American Football

Berlin Adler verpassen erneut das Finale im eigenen Stadion

Aus der Traum vom German Bowl: Das Team der Berlin Adler ist im Halbfinale um die Deutsche Meisterschaft im American Football gescheitert. Die Berliner unterlagen bei den Dresden Monarchs mit 21:32.

Foto: Michael Hundt / Berlin Adler

Der Traum von der Teilnahme am German Bowl im eigenen Stadion bleibt ein weiteres Mal unerfüllt. Die Berlin Adler verloren ihr Halbfinale bei den Dresden Monarchs mit 21:32 (0:6, 14:13, 0:6, 7:7) und dürfen am 12. Oktober im Berliner Jahnstadion nur zuschauen, wenn der 35. Deutsche Meister im American Football ermittelt wird.

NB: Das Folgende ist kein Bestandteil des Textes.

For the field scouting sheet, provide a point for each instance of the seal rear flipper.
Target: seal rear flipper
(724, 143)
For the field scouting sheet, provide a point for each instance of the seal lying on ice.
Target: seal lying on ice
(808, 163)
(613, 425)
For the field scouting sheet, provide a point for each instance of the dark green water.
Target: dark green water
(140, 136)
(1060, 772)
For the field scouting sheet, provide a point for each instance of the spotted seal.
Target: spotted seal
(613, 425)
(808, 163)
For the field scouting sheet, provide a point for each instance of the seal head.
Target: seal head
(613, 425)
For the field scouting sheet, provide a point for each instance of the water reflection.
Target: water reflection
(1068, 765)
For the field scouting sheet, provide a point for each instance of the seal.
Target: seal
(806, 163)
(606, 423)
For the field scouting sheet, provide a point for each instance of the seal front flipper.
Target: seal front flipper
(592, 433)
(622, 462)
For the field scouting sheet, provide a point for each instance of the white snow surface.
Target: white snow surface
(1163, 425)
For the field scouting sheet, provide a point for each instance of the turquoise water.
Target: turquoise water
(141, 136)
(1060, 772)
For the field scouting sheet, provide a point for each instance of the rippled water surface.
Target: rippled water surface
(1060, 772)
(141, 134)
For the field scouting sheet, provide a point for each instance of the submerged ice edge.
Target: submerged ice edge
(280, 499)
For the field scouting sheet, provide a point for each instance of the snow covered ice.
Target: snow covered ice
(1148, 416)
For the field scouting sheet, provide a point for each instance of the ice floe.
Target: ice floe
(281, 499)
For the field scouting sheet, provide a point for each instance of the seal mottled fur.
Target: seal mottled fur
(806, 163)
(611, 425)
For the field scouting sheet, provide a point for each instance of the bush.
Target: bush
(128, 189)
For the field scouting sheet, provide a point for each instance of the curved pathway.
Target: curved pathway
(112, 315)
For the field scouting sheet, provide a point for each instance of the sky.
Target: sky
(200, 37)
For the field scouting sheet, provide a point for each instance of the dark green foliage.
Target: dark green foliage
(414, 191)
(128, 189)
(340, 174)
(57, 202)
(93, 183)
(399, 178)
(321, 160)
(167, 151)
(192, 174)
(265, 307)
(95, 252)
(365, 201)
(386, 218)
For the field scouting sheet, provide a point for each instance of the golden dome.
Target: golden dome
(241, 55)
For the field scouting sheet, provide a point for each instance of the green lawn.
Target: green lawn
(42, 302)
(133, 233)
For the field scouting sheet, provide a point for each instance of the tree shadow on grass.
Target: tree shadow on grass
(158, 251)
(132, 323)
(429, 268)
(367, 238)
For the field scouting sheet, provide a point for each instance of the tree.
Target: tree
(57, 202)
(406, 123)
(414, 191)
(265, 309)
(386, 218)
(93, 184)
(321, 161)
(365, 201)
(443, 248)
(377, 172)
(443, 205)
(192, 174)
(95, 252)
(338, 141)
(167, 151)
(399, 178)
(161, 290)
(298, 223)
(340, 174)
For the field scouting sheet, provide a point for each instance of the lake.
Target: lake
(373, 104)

Die Sachsen müssen noch bis zum 3. Oktober auf ihren Kontrahenten warten; dann treffen die New Yorker Lions Braunschweig im zweiten Vorschlussrundenspiel auf die Kiel Baltic Hurricanes.

Schnell mit 0:13 in Rückstand

Die Hoffnungen der Berliner waren groß gewesen, nachdem sie im Viertelfinale überraschend Titelverteidiger Schwäbisch-Hall Unicorns mit 42:13 förmlich aus deren eigenen Stadion gefegt hatten. Und die Bilanz gegen Dresden war durchaus viel versprechend, hatten die Adler doch gegen die Monarchs in der Punkterunde einmal gewonnen und einmal verloren. Aber der Heimvorteil wog schwer für die Gastgeber, die den viel besseren Start hatten und schon zu Beginn des zweiten Viertels mit 13:0 in Führung gingen.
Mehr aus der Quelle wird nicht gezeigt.